Researchers at Yale have made a remarkable discovery, unveiling the thermodynamic principles that govern energy usage within our cells. This breakthrough sheds light on the intricate dance of energy patterns that power our body’s essential functions, from cell division to wound healing and immune response.
Cracking the Cell’s Energy code
Cells are the little engines that could when it comes to our bodies — they use energy to do all kinds of important stuff. To date, the specific reasons behind this use of energy have been unclear.
However, thanks to the critical work of scientists at the Yale Systems Biology Institute, we have a much more complete understanding of how energy flows within our cells. A team, led by Michael Murrell, associate professor in the Department of Biomedical Engineering and Physics at BSSE, has identified the thermodynamic constraints that dictate energy consumption and distribution in the cell’s plasma membrane and its underlying cytoskeleton.
Before our cells divide, they create unique “wave patterns” of protein – one pulsing like a heartbeat and the other swirling in what appears to be chaos, the researchers found. Quantification of the energy expenditure in mechanical/chemical waves established an ordered energetic system controlled by the position of a cell far from thermodynamic equilibrium.

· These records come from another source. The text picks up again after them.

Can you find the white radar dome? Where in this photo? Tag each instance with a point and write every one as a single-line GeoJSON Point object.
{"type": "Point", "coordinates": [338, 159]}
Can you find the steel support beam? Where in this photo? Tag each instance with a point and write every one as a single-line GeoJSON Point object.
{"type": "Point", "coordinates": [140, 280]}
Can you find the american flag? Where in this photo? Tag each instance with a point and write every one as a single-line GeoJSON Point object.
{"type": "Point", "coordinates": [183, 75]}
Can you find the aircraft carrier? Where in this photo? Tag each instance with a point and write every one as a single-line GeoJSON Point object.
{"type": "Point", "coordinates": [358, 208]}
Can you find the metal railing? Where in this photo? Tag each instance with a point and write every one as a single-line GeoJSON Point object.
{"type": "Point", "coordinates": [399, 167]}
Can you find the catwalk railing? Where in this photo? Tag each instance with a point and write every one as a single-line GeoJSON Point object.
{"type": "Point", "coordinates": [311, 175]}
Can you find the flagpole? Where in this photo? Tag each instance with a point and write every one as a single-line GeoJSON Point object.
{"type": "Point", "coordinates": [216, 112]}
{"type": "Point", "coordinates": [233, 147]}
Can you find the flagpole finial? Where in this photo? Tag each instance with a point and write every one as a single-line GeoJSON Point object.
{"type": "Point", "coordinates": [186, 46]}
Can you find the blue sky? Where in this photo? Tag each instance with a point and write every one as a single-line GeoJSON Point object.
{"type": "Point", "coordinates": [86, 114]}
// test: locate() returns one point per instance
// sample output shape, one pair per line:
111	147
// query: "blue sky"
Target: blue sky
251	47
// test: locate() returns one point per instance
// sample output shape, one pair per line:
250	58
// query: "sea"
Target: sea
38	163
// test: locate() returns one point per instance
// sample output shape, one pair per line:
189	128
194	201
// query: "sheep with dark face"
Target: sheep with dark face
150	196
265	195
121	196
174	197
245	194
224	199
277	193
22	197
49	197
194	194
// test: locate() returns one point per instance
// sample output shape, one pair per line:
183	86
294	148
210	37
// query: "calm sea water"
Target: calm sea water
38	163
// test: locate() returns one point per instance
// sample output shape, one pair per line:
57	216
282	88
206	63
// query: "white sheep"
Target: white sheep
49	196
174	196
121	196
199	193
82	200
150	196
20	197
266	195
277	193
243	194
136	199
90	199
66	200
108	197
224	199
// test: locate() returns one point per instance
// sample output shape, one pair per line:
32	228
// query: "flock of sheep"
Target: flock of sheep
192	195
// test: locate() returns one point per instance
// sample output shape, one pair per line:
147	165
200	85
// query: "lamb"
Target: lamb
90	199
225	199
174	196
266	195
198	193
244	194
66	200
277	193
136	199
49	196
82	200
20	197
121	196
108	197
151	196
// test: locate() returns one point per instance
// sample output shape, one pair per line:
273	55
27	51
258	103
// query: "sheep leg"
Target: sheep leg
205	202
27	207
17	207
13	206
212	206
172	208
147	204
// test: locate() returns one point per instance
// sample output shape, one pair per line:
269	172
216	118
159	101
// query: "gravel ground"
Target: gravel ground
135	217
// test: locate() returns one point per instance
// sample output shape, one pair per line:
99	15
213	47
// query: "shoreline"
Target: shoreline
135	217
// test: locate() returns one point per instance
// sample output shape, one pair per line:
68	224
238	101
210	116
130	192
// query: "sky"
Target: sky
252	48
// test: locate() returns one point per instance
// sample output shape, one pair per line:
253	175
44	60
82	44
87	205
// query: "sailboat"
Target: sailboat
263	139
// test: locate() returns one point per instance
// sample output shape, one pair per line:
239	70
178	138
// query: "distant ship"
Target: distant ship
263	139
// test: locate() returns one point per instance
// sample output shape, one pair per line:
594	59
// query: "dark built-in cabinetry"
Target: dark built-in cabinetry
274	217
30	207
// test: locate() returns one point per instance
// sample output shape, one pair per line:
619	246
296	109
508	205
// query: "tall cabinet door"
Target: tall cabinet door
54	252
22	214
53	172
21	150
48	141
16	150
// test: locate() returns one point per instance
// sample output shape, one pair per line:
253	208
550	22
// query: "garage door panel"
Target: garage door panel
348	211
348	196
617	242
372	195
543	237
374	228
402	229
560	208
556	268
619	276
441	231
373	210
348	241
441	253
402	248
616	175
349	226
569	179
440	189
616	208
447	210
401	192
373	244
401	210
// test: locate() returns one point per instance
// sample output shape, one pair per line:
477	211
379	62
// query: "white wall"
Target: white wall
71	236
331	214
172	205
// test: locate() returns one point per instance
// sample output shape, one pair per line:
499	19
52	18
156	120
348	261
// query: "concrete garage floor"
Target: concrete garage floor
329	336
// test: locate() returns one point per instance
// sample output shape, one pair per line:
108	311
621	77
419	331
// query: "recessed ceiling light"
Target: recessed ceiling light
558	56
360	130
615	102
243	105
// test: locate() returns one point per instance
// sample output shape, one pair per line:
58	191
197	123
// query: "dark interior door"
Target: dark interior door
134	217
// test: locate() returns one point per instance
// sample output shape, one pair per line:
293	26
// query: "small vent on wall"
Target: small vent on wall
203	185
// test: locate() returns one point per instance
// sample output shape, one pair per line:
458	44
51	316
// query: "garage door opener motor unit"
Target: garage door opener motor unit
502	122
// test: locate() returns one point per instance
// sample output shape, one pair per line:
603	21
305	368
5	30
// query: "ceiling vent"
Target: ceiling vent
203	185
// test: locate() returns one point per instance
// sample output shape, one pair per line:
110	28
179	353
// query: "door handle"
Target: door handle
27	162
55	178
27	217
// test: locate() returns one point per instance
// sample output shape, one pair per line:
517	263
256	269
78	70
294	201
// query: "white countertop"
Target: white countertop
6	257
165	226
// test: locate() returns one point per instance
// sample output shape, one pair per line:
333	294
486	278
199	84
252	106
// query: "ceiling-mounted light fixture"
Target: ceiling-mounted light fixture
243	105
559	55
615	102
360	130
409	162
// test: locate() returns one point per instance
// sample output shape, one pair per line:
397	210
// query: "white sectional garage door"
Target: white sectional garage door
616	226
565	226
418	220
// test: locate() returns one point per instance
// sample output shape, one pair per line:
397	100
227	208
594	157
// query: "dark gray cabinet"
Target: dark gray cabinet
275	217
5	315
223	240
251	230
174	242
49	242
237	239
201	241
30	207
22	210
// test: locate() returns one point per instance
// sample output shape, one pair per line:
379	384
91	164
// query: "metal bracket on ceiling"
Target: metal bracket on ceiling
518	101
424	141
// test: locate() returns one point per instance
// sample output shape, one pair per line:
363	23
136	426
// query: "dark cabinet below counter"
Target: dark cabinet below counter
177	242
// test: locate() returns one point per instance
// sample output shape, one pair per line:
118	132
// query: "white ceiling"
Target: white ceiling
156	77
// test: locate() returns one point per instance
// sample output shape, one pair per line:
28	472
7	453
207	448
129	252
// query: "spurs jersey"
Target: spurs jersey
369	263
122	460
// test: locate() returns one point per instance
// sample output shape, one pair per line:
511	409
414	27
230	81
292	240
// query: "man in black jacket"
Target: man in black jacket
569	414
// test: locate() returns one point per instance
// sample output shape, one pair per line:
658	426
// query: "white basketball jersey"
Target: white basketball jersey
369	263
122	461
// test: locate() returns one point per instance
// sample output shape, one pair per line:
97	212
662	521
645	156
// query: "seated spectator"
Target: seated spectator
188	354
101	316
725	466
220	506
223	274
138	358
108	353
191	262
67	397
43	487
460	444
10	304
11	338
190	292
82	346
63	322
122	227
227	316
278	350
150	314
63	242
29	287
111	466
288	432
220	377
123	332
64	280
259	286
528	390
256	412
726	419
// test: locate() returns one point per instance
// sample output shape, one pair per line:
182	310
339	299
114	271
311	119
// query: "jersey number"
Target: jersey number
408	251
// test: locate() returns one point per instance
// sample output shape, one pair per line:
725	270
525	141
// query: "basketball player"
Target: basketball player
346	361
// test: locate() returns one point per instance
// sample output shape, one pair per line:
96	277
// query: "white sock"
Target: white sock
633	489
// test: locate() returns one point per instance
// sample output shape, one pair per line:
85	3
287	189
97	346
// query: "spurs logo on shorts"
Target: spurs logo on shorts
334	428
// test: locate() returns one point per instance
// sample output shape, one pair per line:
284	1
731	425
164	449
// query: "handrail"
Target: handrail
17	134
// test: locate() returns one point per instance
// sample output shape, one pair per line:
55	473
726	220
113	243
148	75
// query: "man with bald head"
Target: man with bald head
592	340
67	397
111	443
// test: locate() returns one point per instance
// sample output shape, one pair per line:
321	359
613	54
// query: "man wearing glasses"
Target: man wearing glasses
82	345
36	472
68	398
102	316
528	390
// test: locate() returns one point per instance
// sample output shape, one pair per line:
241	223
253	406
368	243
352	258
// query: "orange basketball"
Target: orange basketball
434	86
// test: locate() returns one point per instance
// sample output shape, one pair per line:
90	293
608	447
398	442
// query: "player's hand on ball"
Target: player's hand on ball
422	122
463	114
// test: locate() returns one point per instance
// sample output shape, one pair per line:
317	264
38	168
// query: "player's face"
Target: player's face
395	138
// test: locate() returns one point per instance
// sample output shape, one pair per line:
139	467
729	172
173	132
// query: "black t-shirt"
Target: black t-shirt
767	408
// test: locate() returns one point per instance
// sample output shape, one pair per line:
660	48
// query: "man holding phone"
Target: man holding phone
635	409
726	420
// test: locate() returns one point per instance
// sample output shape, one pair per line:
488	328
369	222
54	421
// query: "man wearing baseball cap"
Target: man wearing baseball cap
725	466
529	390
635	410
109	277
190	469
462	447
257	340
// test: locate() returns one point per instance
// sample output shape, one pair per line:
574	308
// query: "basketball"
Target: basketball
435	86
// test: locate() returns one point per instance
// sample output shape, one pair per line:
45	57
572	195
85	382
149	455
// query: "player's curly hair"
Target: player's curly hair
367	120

The Divine Advantage: Anchoring Energy Waves
But instead of the researchers finding a messy energy system, they found one that was more ordered and structured than they would have thought initially. What the researchers see, is that the cells are in an ‘optimal advantageous state’ — a Goldilocks medium between the two wave types, which delivers sufficient energy to support necessary cell processes.
This discovery challenges what we thought was known about how energy is used in the cell, as well as about its relationship to important aspects of health and disease. The Yale team aims to gain new insights into how diseases spread — particularly cancers — by charting the elaborate relationship between energy waves and specific cell behaviors.
The researchers aim to use mathematical modeling and machine learning as a platform for probing more precisely these links and relations between energy wave patterns and cellular behaviors, enabling an understanding of the physics underlying cell energy dynamics essential to life.
Conclusion
The work by the Yale researchers helps to open this new area of energy dynamics at the cellular level. The revelation of the thermodynamic forces that drive energy consumption in cells is poised to advance fields as diverse as cell biology and genetics to disease therapy. This subtle deeper level of cellular function continues to be a mysterious dance that when unlocked, may open the door not only for us to better understand our own existence; and how nature can work at levels we never thought possible.